In THE NAUTILUS BOOK, Dr. Ellington Darden, PhD. attempts to differentiate between exercise and recreation. He states categorically that exercise is NOT supposed to be fun. Yeah? I’m supposed to do squats next Tuesday, and I can hardly wait. Realistically, if exercise isn’t supposed to be fun, how can we expect the millions upon millions of obese couch potatoes to get up off of their collective gluteus maximi and develop their deltoids? Put bluntly, if it ain’t fun, it ain’t gonna happen.

Lately there has been a lot of talk about augmenting our hormone levels via nutritional intervention. Of course the biggest proponents of such a strategy have a special ‘clinically tested’ food supplement to sell us. The leading legitimate experts in endocrinology do not have all of the answers at this point in time. What is known is that all of the body’s hormones are interrelated via a feedback loop and that elevating the levels of one hormone may have unexpected consequences in areas of the body far removed from the area targeted by the hormone we are seeking to increase or decrease. Also, elevated levels of HgH may contribute to the development of acromagaly, hypertension, and diabetes…that is if HgH levels can be modulated nutritionally, and most of the available data tells us that this isn’t possible or practical. The benchmark research in HgH therapy was conducted in the early 1990s by Rudman and colleagues at the University of Wisconsin at Madison…but this study involved the administration of real human growth hormone to elderly men via intramuscular injection…not isolated amino acids and B-complex vitamins taken orally.

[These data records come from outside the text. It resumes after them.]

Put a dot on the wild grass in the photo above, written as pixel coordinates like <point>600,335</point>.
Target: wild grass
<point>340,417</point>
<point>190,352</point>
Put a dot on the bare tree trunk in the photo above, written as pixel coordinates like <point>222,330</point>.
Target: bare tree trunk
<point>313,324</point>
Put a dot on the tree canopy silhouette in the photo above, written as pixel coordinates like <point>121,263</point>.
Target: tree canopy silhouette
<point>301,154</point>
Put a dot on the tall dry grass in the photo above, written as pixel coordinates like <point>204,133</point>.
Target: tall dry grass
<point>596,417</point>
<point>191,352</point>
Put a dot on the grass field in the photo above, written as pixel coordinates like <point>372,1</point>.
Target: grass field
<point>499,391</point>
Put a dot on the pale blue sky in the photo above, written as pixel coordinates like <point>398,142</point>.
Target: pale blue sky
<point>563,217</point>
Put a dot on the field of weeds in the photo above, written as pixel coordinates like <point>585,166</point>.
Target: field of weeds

Most of us will have a clearer view of where we are headed fitness wise if we keep a workout journal. What amazes me is that so few of us do. In the workout journal not only do we keep
track of the obvious: the exercises, sets, reps, and resistance, but we can also monitor pre and post workout sensations, duration of the program, delayed onset soreness, mental attitude, etc. Say for example we wanted to drive from New York City to Los Angeles, we could get there without a road map…eventually, but it might be by way of Fairbanks, Alaska. The road map will definitely make our trip quicker, clearer, and more efficient. Look upon the workout journal as your road map to fitness land.

Budget Woes?

Someone on a limited budget can still train productively with the following: an adjustable bench, an adjustable pair of dumbbells, and a comfortable pair of running shoes. Believe it or heave it, the whole body, including your cardio, can be trained this way.

Workout Pain?

True pain, the kind that indicates injury, should be avoided at all costs. In fact, with the exception of muscle fatigue, there should be no discomfort whatsoever while exercising. “It hurts when I go like that,” people always complain to me. “Don’t go like that!” I tell them.

Food Journal

Anyone wanting to get into top physical condition or lose body fat really ought to start and maintain a food journal to go along with their workout journal. This way you’ll be able to know what your caloric input, output, and macronutrient ratios are at any given point in time. You can also correlate the data therein with your exercise program. Some may object that such a chore may be too difficult. My response is that while doing the journal thing may be a chore, it’s nowhere near as difficult as getting lean and staying that way.

Sociology 101

It’s been my observation that the majority of women I have seen in the gym do not train heavy enough. Conversely, most of the men train much heavier than they should. Heavy is a relative term. We (men and women) need to use enough weight so that we can complete the exercise for the designated sets and reps while maintaining proper form.